The bill would prohibit employers from withholding tips or gratuities from employees, deducting amounts from the tips or gratuities or causing employees to return their tips or gratuities to the employer unless allowed by a law or a court order or because the employer collects and redistributes them among some or all of the employees.
It would also prohibit employers, directors and shareholders from sharing in redistributed tips or gratuities unless they regularly do the same work as their employees who share in the tips or as employees of other employers in the same industry who commonly receive or share tips or gratuities.
Quebec
Reminder: Minimum wage rising May 1
On May 1, the Quebec government will increase the province’s minimum wage rates. The general minimum wage will rise from $10.35 per hour to $10.55. This rate also applies for employees in prescribed sectors of the clothing industry.
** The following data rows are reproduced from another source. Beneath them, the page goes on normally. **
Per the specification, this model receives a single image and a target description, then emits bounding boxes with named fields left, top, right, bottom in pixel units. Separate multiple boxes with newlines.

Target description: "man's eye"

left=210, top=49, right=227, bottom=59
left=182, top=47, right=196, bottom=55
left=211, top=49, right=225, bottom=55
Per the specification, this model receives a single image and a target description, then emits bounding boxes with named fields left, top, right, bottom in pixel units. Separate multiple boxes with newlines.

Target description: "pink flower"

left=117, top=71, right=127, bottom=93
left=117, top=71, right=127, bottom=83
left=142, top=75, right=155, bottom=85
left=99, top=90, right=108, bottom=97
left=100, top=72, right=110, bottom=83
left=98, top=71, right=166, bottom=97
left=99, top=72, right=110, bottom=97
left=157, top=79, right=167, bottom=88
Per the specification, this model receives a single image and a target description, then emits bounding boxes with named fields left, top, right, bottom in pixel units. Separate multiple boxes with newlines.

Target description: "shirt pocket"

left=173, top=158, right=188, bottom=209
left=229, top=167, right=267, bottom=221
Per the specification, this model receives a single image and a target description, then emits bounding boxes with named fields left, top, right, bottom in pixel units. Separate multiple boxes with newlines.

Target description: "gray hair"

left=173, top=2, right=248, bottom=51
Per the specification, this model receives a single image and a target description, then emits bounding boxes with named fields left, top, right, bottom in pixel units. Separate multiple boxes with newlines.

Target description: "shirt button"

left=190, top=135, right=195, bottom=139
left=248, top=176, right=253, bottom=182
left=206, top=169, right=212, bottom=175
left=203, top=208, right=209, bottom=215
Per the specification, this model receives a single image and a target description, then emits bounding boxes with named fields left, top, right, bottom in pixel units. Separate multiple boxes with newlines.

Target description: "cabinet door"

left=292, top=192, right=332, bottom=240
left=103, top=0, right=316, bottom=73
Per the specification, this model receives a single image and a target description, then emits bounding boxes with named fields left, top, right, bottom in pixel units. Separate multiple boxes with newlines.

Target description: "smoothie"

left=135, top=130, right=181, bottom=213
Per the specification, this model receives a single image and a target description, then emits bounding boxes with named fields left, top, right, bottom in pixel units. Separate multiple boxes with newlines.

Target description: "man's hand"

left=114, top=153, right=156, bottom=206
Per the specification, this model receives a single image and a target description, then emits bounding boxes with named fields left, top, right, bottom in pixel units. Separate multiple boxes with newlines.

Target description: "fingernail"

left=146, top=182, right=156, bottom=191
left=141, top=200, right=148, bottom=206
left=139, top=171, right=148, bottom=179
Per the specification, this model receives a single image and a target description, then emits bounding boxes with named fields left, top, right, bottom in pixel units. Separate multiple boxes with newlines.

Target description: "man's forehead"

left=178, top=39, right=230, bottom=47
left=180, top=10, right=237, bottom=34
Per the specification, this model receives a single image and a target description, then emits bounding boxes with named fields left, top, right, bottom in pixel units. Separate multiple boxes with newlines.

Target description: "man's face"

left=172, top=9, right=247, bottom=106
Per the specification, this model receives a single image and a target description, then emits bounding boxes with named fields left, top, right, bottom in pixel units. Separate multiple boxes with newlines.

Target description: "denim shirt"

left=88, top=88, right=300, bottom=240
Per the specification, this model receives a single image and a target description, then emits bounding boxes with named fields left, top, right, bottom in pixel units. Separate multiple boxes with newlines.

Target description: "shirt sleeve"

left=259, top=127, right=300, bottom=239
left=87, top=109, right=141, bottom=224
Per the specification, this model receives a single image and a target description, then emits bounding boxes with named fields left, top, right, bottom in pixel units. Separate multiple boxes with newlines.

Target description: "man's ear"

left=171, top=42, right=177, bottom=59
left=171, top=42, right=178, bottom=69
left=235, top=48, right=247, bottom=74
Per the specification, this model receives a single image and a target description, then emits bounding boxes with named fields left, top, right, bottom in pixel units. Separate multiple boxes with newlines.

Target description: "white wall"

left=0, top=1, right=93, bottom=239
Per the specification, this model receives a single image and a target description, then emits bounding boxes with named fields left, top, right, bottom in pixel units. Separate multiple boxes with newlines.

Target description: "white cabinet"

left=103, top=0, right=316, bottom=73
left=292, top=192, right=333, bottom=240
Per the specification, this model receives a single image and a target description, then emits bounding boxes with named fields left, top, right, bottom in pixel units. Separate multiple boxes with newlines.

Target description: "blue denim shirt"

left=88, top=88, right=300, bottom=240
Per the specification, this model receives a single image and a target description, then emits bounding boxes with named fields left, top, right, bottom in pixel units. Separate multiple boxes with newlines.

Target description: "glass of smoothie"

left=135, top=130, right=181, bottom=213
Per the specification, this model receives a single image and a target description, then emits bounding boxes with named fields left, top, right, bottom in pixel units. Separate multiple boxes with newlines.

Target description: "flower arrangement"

The minimum wage rate for employees who receive tips will increase from $8.90 an hour to $9.05. Minimum wages paid to raspberry and strawberry pickers will also go up on May 1. The rate for raspberry pickers will rise from $3.04 per kilogram to $3.12, while the rate for those who pick strawberries will increase from 81 cents per kilogram to 83 cents.
Yukon
Minimum wage increased April 1
On April 1, the territorial government increased the Yukon minimum wage rate to $10.86 an hour from $10.72. The minimum wage rate is indexed to the consumer price index and is adjusted every year on April 1.